Director Neill Blomkamp, ​​who had a great box office success with the low-budget movie District 9, stated that District 10 was inspired by “a subject in American history” and that it took a long time to make the second film because they had difficulty finding the subject to portray in the sequel.

Speaking to MRT after announcing that he was joining developer Gunzilla to make a multiplayer shooter, director Blomkamp said: recently announced 2009 sci-fi movie District 9′He talked about the sequel. In February, the director announced that he, Sharlto Copley and Terri Tatchell were working on a big-screen work. It seems that work in this direction continues at full speed:

“This script is still being written. It looks good for now. “It took 10 years to come up with the reason and the subject of making this movie instead of making a sequel.”

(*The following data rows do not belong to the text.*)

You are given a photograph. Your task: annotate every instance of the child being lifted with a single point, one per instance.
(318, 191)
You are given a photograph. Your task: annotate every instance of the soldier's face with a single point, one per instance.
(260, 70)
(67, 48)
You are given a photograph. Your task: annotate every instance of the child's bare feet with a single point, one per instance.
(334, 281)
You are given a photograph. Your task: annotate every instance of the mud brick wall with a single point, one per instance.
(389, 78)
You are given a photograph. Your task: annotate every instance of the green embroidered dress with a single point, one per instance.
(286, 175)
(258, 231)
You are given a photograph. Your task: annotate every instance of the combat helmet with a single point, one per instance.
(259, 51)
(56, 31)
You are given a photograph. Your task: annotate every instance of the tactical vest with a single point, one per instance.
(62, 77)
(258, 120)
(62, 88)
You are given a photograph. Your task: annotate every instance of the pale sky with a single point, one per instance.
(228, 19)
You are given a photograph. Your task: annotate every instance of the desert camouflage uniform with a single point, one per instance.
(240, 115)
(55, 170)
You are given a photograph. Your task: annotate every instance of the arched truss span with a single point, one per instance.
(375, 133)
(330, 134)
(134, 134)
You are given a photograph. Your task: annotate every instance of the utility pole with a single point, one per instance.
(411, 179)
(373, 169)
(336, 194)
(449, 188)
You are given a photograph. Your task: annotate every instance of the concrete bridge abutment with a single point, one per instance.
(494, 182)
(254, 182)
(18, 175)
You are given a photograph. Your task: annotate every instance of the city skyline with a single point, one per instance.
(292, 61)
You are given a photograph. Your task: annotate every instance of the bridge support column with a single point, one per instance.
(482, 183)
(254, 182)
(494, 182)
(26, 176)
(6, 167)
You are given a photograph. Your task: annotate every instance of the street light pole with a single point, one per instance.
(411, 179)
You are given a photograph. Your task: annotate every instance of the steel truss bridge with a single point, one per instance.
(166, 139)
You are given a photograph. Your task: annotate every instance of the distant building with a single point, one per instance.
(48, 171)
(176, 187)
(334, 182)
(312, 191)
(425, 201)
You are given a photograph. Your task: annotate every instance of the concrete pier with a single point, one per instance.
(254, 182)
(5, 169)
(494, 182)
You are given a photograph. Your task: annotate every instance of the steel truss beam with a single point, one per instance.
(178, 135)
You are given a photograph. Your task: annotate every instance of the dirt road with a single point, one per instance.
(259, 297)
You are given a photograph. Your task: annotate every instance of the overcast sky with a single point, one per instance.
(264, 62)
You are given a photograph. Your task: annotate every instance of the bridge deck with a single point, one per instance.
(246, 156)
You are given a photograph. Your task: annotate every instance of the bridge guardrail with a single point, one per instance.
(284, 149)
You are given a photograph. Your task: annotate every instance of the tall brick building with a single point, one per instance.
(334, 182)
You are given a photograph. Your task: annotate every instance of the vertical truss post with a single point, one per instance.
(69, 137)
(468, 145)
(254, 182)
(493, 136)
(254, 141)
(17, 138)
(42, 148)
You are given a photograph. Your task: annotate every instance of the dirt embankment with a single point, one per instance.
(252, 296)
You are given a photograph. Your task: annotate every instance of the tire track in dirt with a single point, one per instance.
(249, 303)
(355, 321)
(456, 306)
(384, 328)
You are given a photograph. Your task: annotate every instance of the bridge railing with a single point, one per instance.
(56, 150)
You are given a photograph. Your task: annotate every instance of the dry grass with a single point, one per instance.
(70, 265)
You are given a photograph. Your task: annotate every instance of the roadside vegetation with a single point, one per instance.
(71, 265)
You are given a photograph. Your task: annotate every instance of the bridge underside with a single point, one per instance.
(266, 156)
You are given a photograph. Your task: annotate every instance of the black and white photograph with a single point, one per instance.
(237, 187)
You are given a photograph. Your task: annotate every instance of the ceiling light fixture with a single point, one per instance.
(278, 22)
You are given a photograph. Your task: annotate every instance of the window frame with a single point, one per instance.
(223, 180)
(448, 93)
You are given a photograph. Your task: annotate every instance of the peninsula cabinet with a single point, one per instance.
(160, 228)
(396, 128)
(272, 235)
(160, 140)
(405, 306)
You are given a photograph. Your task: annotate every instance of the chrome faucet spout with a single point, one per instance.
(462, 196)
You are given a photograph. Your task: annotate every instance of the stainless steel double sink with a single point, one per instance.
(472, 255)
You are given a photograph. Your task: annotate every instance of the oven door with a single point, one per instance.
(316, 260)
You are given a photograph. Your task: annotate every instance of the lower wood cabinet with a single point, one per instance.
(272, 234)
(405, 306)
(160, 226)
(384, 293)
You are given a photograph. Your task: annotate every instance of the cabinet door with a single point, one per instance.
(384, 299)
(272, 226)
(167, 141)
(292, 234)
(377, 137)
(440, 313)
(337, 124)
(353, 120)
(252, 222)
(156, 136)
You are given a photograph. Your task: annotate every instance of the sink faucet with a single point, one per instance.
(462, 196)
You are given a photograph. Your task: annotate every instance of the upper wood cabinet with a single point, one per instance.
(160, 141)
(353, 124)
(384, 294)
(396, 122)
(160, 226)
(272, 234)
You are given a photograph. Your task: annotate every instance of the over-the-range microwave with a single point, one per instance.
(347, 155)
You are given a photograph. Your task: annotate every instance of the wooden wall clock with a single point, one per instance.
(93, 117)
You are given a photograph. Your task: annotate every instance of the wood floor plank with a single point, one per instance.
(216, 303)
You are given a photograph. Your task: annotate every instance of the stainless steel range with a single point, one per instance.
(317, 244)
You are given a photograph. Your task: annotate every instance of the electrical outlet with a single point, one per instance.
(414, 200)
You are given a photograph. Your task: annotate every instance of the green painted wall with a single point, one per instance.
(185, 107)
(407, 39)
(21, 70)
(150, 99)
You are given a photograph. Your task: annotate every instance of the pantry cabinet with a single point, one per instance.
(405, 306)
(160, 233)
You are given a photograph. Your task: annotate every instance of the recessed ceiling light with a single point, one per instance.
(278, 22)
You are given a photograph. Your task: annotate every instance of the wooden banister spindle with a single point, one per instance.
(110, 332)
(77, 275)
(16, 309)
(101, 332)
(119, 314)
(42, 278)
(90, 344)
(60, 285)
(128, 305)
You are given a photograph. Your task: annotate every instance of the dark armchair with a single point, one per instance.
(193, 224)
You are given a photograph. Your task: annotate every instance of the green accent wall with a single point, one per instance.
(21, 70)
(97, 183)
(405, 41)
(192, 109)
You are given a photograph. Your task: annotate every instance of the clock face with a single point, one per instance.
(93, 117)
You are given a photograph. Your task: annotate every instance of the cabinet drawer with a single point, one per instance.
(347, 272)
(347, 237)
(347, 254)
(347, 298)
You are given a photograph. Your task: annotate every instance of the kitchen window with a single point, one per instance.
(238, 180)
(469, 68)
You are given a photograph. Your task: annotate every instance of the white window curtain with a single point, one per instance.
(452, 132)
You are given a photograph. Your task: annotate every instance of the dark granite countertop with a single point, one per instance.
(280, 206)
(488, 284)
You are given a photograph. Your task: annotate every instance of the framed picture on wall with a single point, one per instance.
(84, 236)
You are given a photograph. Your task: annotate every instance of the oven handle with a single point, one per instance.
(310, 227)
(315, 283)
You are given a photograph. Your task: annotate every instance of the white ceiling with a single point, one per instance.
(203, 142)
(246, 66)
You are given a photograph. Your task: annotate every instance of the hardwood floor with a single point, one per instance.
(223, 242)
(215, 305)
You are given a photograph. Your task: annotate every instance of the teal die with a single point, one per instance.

As for the director’s reason, South African history (mostly the Apertheid regime) set out to make District 9, while District 10 seems to focus on events in the US:

“There is one theme in American history that the moment I realized it would fit into the District 9 universe became a great topic to make a sequel to. So yes, development is underway and we’re nearing the end.”

Blomkamp did not give a clue as to what subject in American history he was talking about.

In 2009, MRT commented on District 9 as “A science fiction masterpiece that you couldn’t foresee” and gave the film full marks. gave 5 stars. “All the explosions, all the brutality, all the lasers, and the giant, fully equipped mechanized suits—all of which seem strangely completely authentic and what could really happen,” the assessment included.

It seems like it’s been pretty busy these days for Blomkamp, ​​as he’s in the process of this pandemic, apart from writing District 10 and working on his first game. He secretly worked on a horror movie. – Demonic will be released on August 20.

Joe Skrebels is the editor-in-chief of MRT.